"Engadget":http://engadget.com points out that "Ars Technica":http://arstechnica.com/reviews/os/mac-os-x-10-5.ars/ has a great review of Leopard. I'm inclined to agree. Great analysis of the user interface and the move to gratuitous but highly demoable features like "transparency in Aero":http://en.wikipedia.org/wiki/Windows_Aero and I hadn't realized that Apple's user interface guidelines were so out of date, there is actually a "wiki":http://indieHIG.com which adds to it.

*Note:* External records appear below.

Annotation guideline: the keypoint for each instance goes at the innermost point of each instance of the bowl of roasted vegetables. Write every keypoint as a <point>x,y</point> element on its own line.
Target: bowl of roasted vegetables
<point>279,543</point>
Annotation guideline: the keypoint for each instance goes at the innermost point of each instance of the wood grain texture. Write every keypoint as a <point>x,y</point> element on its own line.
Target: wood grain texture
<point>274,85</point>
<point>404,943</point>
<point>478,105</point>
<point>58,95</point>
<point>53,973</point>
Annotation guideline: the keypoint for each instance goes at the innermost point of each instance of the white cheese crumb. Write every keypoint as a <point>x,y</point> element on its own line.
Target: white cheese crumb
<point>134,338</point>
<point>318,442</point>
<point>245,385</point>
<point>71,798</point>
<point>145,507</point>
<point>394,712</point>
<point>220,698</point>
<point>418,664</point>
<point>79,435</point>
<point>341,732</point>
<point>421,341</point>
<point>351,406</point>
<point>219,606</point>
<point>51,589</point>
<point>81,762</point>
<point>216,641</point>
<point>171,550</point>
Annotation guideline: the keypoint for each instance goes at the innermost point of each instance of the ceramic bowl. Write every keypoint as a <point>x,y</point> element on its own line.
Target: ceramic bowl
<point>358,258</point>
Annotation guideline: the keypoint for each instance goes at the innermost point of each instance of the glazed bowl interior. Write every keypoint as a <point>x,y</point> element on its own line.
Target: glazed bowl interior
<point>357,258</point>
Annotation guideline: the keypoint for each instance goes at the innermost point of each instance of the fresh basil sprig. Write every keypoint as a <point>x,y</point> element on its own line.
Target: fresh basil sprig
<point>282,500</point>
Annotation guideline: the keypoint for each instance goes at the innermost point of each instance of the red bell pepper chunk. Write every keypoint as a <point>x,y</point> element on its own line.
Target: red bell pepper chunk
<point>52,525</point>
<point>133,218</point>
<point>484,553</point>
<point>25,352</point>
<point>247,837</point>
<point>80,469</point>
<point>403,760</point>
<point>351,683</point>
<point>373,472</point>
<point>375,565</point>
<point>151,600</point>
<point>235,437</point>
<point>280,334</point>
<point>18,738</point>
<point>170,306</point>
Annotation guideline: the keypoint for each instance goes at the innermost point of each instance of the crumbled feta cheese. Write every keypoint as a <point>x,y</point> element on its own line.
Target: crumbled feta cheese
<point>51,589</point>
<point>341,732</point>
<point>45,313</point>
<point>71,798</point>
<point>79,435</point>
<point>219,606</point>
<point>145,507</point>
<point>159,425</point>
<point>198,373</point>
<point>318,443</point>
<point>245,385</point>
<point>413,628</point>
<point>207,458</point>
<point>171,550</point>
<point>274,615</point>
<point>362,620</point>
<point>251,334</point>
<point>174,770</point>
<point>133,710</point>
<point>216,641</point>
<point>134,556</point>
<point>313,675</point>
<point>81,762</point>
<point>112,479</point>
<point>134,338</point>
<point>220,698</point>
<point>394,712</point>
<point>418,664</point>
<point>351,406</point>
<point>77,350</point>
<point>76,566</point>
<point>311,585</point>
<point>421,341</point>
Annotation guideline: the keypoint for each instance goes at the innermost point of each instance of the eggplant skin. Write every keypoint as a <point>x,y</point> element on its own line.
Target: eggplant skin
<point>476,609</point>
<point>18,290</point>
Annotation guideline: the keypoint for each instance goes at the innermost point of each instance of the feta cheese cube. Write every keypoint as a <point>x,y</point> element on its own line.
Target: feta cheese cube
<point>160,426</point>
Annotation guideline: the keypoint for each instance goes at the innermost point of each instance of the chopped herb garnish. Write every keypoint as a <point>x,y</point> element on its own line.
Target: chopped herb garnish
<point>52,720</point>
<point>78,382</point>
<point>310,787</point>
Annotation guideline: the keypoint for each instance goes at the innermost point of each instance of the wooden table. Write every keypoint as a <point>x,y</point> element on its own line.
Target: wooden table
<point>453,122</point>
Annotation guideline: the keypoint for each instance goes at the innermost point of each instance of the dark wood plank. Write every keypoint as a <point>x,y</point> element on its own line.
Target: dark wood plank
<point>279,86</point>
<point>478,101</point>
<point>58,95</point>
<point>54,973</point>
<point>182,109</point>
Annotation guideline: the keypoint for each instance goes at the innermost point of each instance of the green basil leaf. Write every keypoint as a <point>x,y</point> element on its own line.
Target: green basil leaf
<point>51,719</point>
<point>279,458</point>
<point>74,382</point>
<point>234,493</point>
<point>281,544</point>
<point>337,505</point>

His discussion of "kernel":http://arstechnica.com/reviews/os/mac-os-x-10-5.ars/5 improvements makes me wish I still had a simple job just working on the guts of computers. BAsically his main point is that operating system benchmarks aren't the point, but having great applications performance is what matters, so Leopard kernel focuses quite a bit on scheduling so applications are responsive. The main amazing thing is the source for the kernel is available for developers to look at and it looks like and is Unix. How cool is that. They can add open source features as needed like dtrace which is a really powerful debugging tool for instance. In many ways, by the move to Unix, they are on a very large development platform with many other folks.
Finally at "folklore.org":http://www.folklore.org/StoryView.py?story=Round_Rects_Are_Everywhere.txt there's a wonderful story about how round rectangles are everywhere because of Steve Jobs and of all things, the Lisa. [Plus this great factoid that the sum of any set of odd numbers is a perfect square, how cool is that!).